Serial Measurements of Cardiac and Hepatic Iron with MRI T2* In Transfusion Dependent Patients with Beta-Thalassemia Major Receiving Deferasirox

Beta-thalassemia patients on regular transfusions develop progressive iron overload. The introduction of noninvasive measures of hepatic and cardiac iron loading (MRI T2*) has made the monitoring of iron excess in regularly transfused thalassemia patients more accessible and annual assessments are now feasible to assist in chelation management and dose adjustments.

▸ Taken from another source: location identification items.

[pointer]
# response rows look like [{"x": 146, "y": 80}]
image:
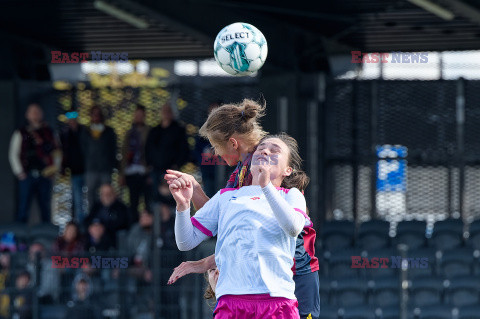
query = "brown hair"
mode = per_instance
[
  {"x": 298, "y": 178},
  {"x": 235, "y": 118}
]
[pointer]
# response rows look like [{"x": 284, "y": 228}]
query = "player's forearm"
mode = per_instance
[
  {"x": 187, "y": 236},
  {"x": 290, "y": 220}
]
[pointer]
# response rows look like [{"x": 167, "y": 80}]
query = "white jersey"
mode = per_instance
[{"x": 253, "y": 253}]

We have retrospectively reviewed 46 beta-thalassemia major patients, 37 female (F) and 20 male (M), with a mean age 30.1yr (range 9–59yr). All received regular transfusions to maintain pre transfusion Hb levels of 9 to10 gm/dl and had 2 or more annual MRI T2* studies. All 46 patients were treated with deferasirox. Each patient was monitored yearly for iron concentration by hepatic and cardiac magnetic resonance imaging (MRI) T2*. They were also assessed with monthly evaluations for liver and renal function (Bili, AST, ALT, BUN, Creatinine), serum ferritin, CBC, and urinalysis. Annual EKG, ECHO, hearing and vision testing and endocrine evaluations were performed. Patients were divided into 4 groups related to initial liver iron concentration (LIC) in mg/gm dry weight (dw), Group A (<3, n = 14), Group B (3-7, n = 8), Group C (7-15, n = 12) and Group D (>15, n = 12). They were also divided into 3 groups based on the initial cardiac T2*, Group 1 (>20ms, n = 26), Group 2 (10-20ms, n = 9) and Group 3 (<10ms, n = 10). Annual baseline and follow up studies of the patient groups were compared using paired student T test.

Over the course of 1 year, mean baseline LIC was unchanged compared to the mean LIC at 1 year follow-up in Group A (1.6 vs 1.6), and stable in Group B (4.5 vs 3.5, p value 0.4), but significantly decreased for Group C (9.5 vs 4.8, p value 0.003) and Group D (17.6 vs 7.9, p value 0.00003). Mean baseline Cardiac T2* measurements compared to the mean cardiac T2* measurements at 1 year follow-up remained normal in Group 1 (39.4 vs 37.4, p value 0.13), and improved in Group 2 (13.7 vs 22.3, p value 0.1) as well as in Group 3 (7.4 vs 8.9, p value 0.12), however they were not statistically significant. The LIC values within each cardiac T2*group were also examined. In Group 3 (cardiac T2*<10ms), only 2 patients had LIC >15mg/gm dw at baseline. At 1yr follow up both patients had improved LIC (19.8 to 10; 15.1 to 7.24) and improved cardiac T2* (Table 1). In Group 1(cardiac T2*>20ms, n=26), all patients had LIC less than 7.5mg/gm dw of liver. Only one Group 1patient had worsening of LIC (6.19 to 10.8) at 1yr follow up. There was no significant difference in the cardiac T2* at 1yr follow up in Groups C (LIC 7–15) and D (LIC >15) patients, even though there was a significant decrease in LIC. There were 4 patients with cardiac T2*<10ms in Group D, of which only one improved, even though there was improvement in LIC for all the 4 patients at 1 yr follow up. LIC improved significantly when the baseline was above 7mg/gm dw of liver and remained stable in others with lower LIC. None of the patients in Groups 1, 2 and 3 had worsening of cardiac T2* when their LICs improved.

Improvement in mean cardiac T2* appears to lag behind improvement in mean LIC at 1yr follow up in all patient groups. However, no statistically significant differences were noted on cardiac T2* at 1yr follow up irrespective of the baseline cardiac T2* and LIC values. Annual monitoring of transfusion iron overload and chelation effect are now available, which raises the question of variable organ responsiveness and the need for targeted chelation therapy.

Giardina:Novartis: Research Funding.